REGION

Surselva «Tradiziun en moviment – Tradition bewegt»

Das Gebiet der Surselva ist so vielfältig wie Graubünden überhaupt. Zu den bekanntesten Landmarken zählen die Rheinschlucht, die Greina-Hochebene und das Kloster Disentis. Der Tomasee auf 2344 Meter über Meer gilt bekanntlich als Rheinquelle, und entlang des Flusslaufes und in den Seitentälern lebt, wächst und reift in verschiedenen Vegetationsstufen ganz und gar Unterschiedliches reichlich. Dass hier auch eine Vielzahl von Spezialitäten gepflegt wird, versteht sich von selbst. 

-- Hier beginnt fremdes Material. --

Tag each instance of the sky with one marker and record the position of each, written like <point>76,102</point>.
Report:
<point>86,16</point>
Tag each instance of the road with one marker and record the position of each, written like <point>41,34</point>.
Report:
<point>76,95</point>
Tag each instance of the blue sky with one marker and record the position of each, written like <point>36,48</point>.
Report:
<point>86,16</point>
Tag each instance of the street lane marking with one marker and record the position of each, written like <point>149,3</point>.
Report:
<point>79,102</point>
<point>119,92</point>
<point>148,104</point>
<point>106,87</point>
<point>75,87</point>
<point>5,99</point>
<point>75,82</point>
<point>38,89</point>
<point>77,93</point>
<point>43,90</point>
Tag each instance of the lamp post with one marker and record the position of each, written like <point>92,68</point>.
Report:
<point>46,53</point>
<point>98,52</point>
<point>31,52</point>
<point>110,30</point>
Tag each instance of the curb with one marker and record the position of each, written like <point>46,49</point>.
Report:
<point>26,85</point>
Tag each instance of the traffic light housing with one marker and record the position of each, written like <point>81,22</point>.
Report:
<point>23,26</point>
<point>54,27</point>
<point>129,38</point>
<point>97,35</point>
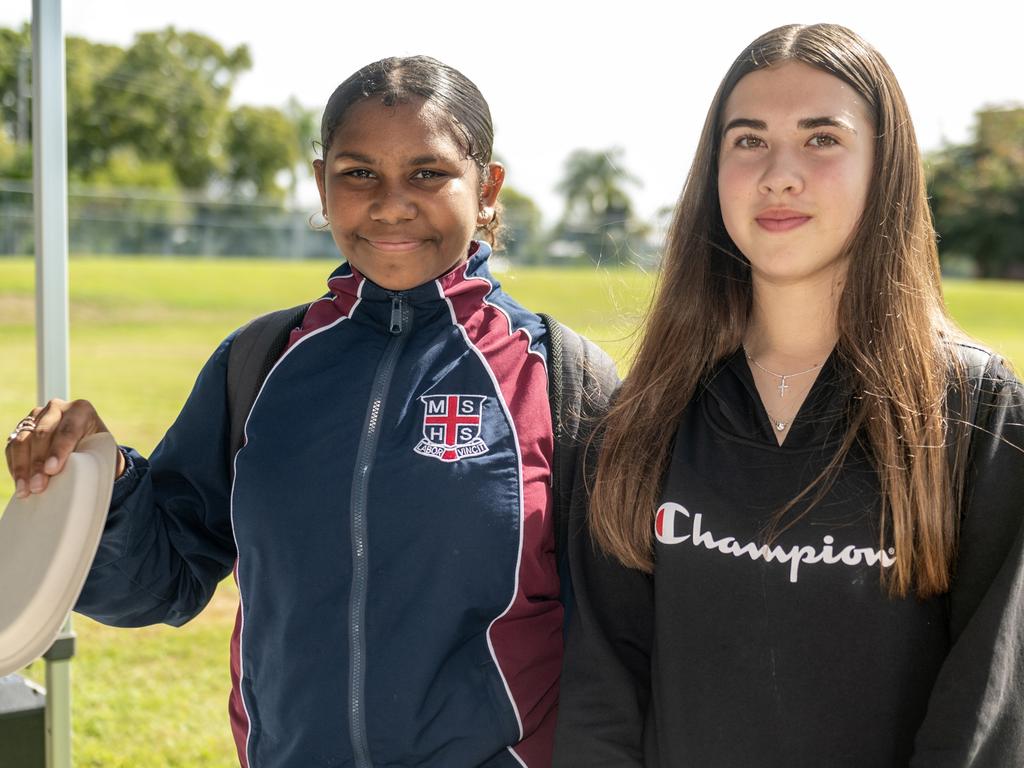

In den frei zugänglichen Fachbeiträgen der Kulinarischen Sammlung von graubündenVIVA erläutern Autoren unter anderem Herkunft und Verarbeitung und stellen Menschen vor, die sich dafür einsetzen, damit die Wertschätzung erhalten und gestärkt wird. Dass dies keine trockene Sache ist, zeigt etwa der Beitrag zum Enzian. Und damit ist der unvergleichlich charaktervolle Schnaps gemeint, der auf der Wurzel des Gelben Enzians basiert; die Romanen nennen die Pflanze Giansauna melna.  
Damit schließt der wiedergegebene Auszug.